5. On 11/21/19 at approximately 1400 hours, staff N21 (RN Operating Room) was interviewed and confirmed he/she was hired as an Operating Room (OR) nurse performing duties that include circulating and scrubbing into surgical cases. Staff N21 confirmed he/she was asked to work in the Central Sterile Department by staff N22 (OR Charge Nurse). Staff N21 confirmed he/she has not completed an department-specific orientation or had an evaluation of his/her skills competency. Staff N21 confirmed he/she has worked in Central Sterile Department the last three months performing duties such as assembling surgical instrument sets and wrapping surgical instruments due to staff shortage.
6. On 11/21/19 at approximately 1430 hours, staff N23 (CST) was interviewed and confirmed he/she was asked to work in Central Sterile Department in mid-October 2019 by staff N24 (Director Surgical Services). Staff N23 confirmed he/she had not been through a skills competency check-off prior to performing duties that included washing and wrapping surgical instruments. Staff N23 confirmed he/she did not complete a department-specific orientation prior to working in the Central Sterile Department.
7. On 11/21/19 at approximately 1500 hours, staff N25 (CST) was interviewed and confirmed he/she was hired to work in the OR setting-up surgical cases and passing instruments to surgeons during procedures. Staff N25 confirmed about 2 months ago, he/she was asked to work in the Central Sterile Department. Staff N25 confirmed he/she performed duties such as wrapping instruments and assembling instrument sets. Staff N25 confirmed he/she had not been evaluated for skills competency and had not completed a department-specific orientation prior to performing the above-mentioned duties.
8. On 11/21/19 at approximately 1515 hours, staff N26 (CST) was interviewed and confirmed he/she was hired to work in the OR. Staff N26 confirmed he/she was asked to work in the Central Sterile Department about a month ago due to a staff shortage. Staff N26 confirmed he/she performed duties that included wrapping and assembling instrument sets and evaluating instruments for sterile integrity. Staff N26 confirmed he/she has not been evaluated for skills competency and has not completed a department-specific orientation.

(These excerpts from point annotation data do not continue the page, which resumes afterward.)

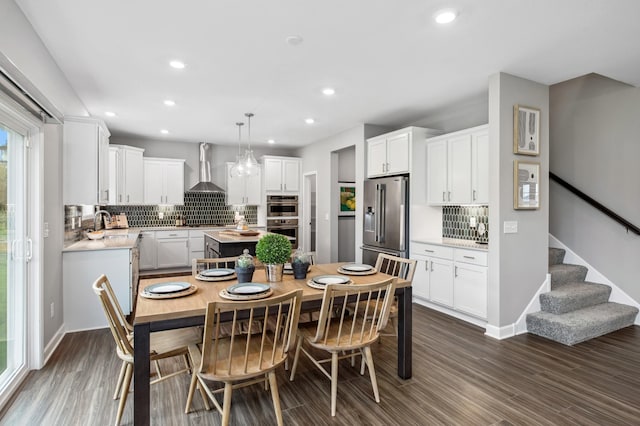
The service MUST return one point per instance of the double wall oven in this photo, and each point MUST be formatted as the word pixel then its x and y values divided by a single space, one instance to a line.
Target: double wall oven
pixel 282 216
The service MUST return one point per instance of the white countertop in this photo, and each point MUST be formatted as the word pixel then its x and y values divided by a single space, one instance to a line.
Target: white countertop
pixel 453 242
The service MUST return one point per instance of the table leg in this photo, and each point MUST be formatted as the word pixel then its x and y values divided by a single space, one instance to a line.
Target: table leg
pixel 405 330
pixel 141 372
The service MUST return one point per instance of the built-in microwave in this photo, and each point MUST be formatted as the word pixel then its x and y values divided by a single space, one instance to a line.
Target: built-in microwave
pixel 282 205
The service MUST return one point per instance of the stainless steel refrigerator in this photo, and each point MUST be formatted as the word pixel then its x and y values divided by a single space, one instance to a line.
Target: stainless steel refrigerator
pixel 386 218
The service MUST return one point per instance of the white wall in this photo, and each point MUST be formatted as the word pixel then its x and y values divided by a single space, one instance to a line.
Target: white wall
pixel 595 147
pixel 517 262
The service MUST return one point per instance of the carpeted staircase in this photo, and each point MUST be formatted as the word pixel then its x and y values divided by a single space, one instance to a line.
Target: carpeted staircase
pixel 576 310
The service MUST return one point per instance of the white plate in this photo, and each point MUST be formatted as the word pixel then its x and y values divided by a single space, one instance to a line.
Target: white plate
pixel 248 288
pixel 217 272
pixel 164 288
pixel 330 279
pixel 357 267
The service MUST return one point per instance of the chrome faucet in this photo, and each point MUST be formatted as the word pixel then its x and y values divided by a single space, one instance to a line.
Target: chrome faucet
pixel 97 215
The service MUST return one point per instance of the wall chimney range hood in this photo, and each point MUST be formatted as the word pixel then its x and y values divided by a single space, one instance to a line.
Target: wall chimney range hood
pixel 205 184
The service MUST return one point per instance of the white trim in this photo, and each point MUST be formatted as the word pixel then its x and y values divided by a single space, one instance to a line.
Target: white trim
pixel 593 275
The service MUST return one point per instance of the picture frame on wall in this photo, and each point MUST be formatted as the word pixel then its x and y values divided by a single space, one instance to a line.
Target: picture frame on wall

9. On 11/21/19 at approximately 1730 hours, staff N27 (RN Manager OR) was interviewed and confirmed OR staff, including RN's, CST''s, CRCST's and Instrument Technicians have been asked to work in the department. Staff N27 confirmed the above-mentioned staff personnel files and staff N21, N23, N25 and N26 lacked documentation of department-specific orientation as well as evaluation of department-specific skills competencies. Staff N27 confirmed those staff that were asked to be cross-trained to work in Central Sterile Department, performed duties without to completing a skills competency check-off and department-specific orientation.
10. On 11/21/19 at approximately 1600 hours, staff N9 (Central Sterile Manager) was interviewed and confirmed OR staff are currently working in the Central Sterile Department without having been evaluated for department-specific orientation and skills competency.